Many passengers were on the train for only the first six hours, and they missed some stunning views.
Riding into California was a treat, but the train didn't go all the way to San Francisco.
The businesses I encountered seemed to be leaning into the romance and nostalgia of train travel.
On my way out of Denver, in the city's historic Union Station, I saw a lot of souvenirs and gifts for sale that emphasized how retro and romantic traveling by train could be.
From mugs bearing the slogan "Travel by Train" to a poster showing off both the modern and the old sides of Union Station, the rail-travel nostalgia was everywhere.
The first leg of the ride from Denver to Glenwood Springs was surprisingly popular.
Even though I was taking the full 35-hour trip, I shouldn't have assumed everyone else was.
The train was surprisingly crowded when we left Denver. But I soon realized a large number of people — particularly families and couples — were traveling to Glenwood Springs, a six-hour ride away.
The town, a beautiful hamlet in the Rocky Mountains, is home to the largest mineral-hot-springs pool, caverns, a ski resort, rafting opportunities, and hiking trails.
Amtrak even offers a special package tour that includes a round-trip ride, lodging, and a shuttle to a central hotel.
Riding through the Rocky Mountains was an anticipated highlight, but starting in the Great Plains made it even cooler.
I was excited to travel by train through the Rocky Mountains, but the ride was even more scenic than I anticipated.
From initially rising above the Great Plains on our way out of Denver to going through alpine areas where I caught glimpses of distant peaks and seemingly endless forests, the views were relentless.
Later on, we passed picturesque ranches and meadows on our way past the ski town of Fraser.
After Glenwood Springs, the train suddenly got a lot emptier.
I was a little worried upon boarding that I'd have to sleep upright because it was crowded, but because so many people emptied out after Glenwood Springs, I was able to lie down across the seat next to me.
But everyone who left missed out on the beautiful scenery, which continued unabated as the train followed the Colorado River through Grand Junction and on to Utah.
We were treated to see an incredible desert sunset.
The portion of the ride through Nevada and California is totally underrated.
I knew that the main draw of the trip was the segment through the Rocky Mountains, but after an overnight journey through Utah and part of Nevada, I woke to beautiful desert scenery.
Later that day, I was able to appreciate the Sierra Nevada mountain range as we passed through Reno and into California.
I'm originally from California, so riding past my home state's high mountain landscapes, including Donner Pass and Donner Lake, was a real treat.
If I hadn't found a discounted ticket, it would've been much cheaper and easier for me to fly.
My ticket cost $74 (thanks to a 50%-off sale from Amtrak), but I was still traveling in coach and had to sleep in my seat.

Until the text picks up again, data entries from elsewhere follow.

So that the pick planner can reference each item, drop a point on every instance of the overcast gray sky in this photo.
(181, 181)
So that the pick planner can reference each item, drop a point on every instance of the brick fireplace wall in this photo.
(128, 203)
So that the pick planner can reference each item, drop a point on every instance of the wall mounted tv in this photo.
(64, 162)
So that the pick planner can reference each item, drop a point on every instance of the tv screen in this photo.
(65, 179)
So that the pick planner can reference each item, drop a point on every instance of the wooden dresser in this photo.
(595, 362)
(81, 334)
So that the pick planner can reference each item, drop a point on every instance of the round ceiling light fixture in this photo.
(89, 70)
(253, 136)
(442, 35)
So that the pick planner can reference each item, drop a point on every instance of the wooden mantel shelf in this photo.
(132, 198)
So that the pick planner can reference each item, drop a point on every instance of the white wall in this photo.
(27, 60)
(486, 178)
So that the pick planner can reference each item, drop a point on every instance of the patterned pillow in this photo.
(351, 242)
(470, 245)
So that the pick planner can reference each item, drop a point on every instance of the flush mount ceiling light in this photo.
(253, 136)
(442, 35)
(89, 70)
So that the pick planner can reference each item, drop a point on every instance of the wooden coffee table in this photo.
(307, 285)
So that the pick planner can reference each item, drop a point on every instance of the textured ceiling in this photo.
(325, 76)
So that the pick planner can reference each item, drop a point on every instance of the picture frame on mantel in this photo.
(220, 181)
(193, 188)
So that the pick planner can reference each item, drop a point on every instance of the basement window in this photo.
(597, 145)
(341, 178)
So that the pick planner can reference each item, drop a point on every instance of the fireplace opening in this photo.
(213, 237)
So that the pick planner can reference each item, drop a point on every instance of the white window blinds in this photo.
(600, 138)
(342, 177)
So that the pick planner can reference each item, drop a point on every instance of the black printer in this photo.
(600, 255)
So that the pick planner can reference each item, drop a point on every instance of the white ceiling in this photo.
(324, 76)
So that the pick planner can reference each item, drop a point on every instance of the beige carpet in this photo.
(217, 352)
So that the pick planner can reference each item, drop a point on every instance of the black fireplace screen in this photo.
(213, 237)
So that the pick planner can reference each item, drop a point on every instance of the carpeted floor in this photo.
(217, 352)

If there wasn't a sale, flying would've been a cheaper and more convenient option.
For many people, taking Amtrak long distance is a luxury, not an economical way to travel. Long train travel is more about the experience than the end destination.
Many of my fellow travelers had more expensive sleeping-car reservations and were taking the trip as a way to appreciate the views.
Amtrak has a rewards program for frequent travelers, and it's a surprisingly easy way to save money.
Some of the people I met while traveling said they used Amtrak points to score discounts on their sleeping-car reservations.
Online, I was able to see that I could earn two points for every $1 spent on Amtrak reservations through the Amtrak Guest Rewards program.
I wish I'd known that before I bought my tickets, but I'll definitely take advantage of it in the future.
The train doesn't go all the way to San Francisco.
While I was aware beforehand, it always surprises me that Amtrak doesn't have a direct rail connection to San Francisco. I think it's probably because of the unique geography of the Bay Area.
Instead, the train stops in Emeryville, across San Francisco Bay and directly adjacent to Oakland.
But Amtrak bus connections can take travelers the rest of the way to San Francisco.